# Reading and writing files in Python

## Native Python

### Opening Files

To open a file in python, you can use the built-in `open(...)` function. When you open a file, you need to tell Python what you want to do with it. You do this by specifying 
the mode argument. Possible modes are:  

* __r__ - Read only.

* __w__ - Write only. Anything previously in the file will be erased 

* __a__ - Append. Anything previously in the file is kept, and new things can be written at the end of the file. 
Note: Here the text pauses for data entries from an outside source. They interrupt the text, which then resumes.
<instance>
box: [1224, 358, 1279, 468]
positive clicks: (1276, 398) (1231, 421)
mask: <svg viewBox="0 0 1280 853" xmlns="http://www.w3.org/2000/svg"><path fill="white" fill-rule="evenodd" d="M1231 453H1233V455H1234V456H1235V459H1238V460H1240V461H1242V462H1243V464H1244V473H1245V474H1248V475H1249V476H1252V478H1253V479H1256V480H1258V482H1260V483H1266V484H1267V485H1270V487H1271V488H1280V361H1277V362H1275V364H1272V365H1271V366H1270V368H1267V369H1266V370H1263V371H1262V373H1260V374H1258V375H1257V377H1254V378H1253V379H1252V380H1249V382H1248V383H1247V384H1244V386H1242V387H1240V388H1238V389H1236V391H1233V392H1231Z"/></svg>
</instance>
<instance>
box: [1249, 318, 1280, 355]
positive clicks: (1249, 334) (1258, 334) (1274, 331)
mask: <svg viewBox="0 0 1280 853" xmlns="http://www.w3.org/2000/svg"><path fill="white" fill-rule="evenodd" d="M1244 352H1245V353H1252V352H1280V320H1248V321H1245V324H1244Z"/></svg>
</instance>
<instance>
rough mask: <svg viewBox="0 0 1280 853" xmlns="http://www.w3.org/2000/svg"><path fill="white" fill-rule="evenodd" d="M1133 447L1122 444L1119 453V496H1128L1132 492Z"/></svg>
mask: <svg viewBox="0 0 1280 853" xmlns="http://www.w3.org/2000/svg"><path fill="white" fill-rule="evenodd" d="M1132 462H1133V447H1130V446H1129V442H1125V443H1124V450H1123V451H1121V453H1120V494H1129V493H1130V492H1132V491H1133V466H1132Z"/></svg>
* __r+__ - Read and write.


If you do not supply a mode argument in the open function, it will default to read.


### Writing 

You can write to a file using the `write(...)` function. The content to be written must be given as a single `str`
argument. Invisible characters such as newlines must be written explicitly in the string. 




In [10]:
# Open a file in the current directory with write access - if the file 
# already exists its contents will be overwritten. 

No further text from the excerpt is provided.